What is already known on this topic
Single self experiments are common in all fields of medicine except clinical epidemiology
There are more things in heaven and earth than are dreamt of in your clinical epidemiology handbook
What this study adds
An example of self experimentation in clinical epidemiology
A novel study design
Not much else
Cite this as: BMJ 2011;343:d7653
Contributors: LS drafted the study protocol, submitted (unsuccessfully) the study protocol to the ethics committee, underwent the experimental treatment, collected the data, performed the statistical analyses, and drafted the report. She is the guarantor. CDF drew blood from LS, prepared the lysate and, more importantly, held the patient’s hand during the injections. CP participated in drafting the study protocol and preparation of lysate injections. CFP performed the injections (without anaesthesia, a reason why his authorship should not be allowed). DC performed radiological examinations. VS led the systematic review of the literature and retrieved even the most improbable reports from the most elusive medical and lay journals. CT had the original idea for the study, supervised data collection and clinical assessments, checked data quality control, and performed the randomisation.
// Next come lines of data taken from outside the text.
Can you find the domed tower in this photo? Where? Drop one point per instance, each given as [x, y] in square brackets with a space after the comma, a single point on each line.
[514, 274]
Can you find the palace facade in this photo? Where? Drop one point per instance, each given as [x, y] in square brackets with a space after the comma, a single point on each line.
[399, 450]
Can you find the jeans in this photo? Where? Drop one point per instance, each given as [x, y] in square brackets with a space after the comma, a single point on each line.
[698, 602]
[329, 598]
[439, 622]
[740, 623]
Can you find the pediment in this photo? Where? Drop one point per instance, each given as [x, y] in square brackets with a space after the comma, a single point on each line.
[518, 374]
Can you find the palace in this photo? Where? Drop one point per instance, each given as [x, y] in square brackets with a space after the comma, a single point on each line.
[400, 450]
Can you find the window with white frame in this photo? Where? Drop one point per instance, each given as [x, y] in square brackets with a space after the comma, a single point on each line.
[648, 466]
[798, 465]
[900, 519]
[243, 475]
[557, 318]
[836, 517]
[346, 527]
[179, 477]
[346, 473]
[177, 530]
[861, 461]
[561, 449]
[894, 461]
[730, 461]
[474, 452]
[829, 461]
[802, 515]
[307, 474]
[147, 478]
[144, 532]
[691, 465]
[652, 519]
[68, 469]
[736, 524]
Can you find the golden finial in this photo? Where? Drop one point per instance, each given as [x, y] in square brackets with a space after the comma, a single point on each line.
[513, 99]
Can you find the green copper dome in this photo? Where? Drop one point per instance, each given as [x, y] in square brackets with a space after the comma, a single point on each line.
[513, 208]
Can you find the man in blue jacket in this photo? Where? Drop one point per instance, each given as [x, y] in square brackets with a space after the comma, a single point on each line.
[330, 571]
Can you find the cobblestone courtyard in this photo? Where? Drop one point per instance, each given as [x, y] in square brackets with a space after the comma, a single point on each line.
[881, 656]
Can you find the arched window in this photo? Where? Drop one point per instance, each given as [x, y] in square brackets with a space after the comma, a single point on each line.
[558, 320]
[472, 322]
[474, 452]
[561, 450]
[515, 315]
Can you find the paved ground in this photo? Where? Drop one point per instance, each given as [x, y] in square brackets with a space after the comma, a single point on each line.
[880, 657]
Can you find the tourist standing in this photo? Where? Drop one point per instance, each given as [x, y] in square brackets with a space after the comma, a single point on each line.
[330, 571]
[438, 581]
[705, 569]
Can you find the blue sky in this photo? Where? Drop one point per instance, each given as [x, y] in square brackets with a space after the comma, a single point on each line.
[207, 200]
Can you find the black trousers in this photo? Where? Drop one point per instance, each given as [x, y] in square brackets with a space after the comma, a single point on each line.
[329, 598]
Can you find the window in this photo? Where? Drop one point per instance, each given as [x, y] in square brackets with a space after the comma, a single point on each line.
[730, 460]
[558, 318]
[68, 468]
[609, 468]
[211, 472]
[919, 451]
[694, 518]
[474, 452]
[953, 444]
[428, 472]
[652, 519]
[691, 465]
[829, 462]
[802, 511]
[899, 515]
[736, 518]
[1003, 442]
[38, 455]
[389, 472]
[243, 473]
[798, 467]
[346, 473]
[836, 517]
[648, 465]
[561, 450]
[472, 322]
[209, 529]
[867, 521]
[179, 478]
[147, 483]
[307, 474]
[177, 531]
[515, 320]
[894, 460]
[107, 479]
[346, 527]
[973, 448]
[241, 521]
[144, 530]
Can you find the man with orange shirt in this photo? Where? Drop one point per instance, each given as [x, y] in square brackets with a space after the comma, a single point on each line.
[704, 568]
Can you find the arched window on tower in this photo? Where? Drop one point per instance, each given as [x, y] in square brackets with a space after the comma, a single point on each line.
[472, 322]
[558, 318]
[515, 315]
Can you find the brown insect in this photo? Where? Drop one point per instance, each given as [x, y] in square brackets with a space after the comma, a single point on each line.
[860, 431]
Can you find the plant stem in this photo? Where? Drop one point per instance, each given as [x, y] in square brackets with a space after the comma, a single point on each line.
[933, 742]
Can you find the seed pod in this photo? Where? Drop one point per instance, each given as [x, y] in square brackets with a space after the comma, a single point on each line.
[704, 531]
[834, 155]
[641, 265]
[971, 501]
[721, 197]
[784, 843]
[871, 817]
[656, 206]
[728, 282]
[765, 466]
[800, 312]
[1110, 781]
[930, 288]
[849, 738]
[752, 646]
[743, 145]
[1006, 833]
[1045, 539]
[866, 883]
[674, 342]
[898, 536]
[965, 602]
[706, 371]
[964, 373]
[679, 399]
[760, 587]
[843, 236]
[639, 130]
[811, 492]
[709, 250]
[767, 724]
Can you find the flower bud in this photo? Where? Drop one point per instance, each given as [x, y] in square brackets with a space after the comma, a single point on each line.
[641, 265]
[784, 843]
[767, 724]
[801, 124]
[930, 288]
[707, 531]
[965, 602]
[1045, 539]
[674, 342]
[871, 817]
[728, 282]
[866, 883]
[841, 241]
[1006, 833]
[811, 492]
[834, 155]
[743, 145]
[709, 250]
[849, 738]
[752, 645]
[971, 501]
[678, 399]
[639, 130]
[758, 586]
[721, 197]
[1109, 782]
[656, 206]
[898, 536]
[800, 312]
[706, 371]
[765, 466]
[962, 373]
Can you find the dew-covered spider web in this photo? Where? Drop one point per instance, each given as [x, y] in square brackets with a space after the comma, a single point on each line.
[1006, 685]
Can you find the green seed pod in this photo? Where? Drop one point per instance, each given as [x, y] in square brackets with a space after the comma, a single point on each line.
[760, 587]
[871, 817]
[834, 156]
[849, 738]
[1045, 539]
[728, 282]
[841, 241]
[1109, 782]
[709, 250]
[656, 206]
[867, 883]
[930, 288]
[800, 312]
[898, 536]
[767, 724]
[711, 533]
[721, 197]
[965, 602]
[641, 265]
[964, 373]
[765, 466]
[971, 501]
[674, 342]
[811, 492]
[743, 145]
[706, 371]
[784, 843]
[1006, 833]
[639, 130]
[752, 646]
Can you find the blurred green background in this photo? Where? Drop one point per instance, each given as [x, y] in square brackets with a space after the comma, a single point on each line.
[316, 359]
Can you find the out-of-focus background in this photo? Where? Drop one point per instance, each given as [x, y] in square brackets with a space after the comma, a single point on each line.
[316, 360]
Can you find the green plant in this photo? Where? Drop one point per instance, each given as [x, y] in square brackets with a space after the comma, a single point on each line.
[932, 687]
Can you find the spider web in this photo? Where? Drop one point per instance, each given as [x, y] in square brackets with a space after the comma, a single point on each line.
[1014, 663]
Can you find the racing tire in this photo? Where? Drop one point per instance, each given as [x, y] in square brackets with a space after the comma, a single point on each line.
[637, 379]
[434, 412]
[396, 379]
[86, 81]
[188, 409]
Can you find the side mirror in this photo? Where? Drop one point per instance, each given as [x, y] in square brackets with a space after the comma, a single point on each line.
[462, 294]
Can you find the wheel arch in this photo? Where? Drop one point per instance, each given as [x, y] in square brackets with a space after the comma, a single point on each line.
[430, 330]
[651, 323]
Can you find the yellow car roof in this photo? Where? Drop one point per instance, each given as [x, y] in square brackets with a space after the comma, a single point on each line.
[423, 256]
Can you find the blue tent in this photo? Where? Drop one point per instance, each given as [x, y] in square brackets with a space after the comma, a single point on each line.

Competing interests: All authors have completed the Unified Competing Interest form at www.icmje.org/coi_disclosure.pdf (available on request from the corresponding author) and declare that (1) LS is the patient-researcher, (2) all the others are her friends and colleagues and all have personal interests relevant to the present work since they were definitely fed up with LS’s complaints about her pain and disability related scores in QoL questionnaires, (3) no support from any organisation for the submitted work; no financial relationships with any organisations that might have an interest in the submitted work in the previous three years, no other relationships or activities that could appear to have influenced the submitted work.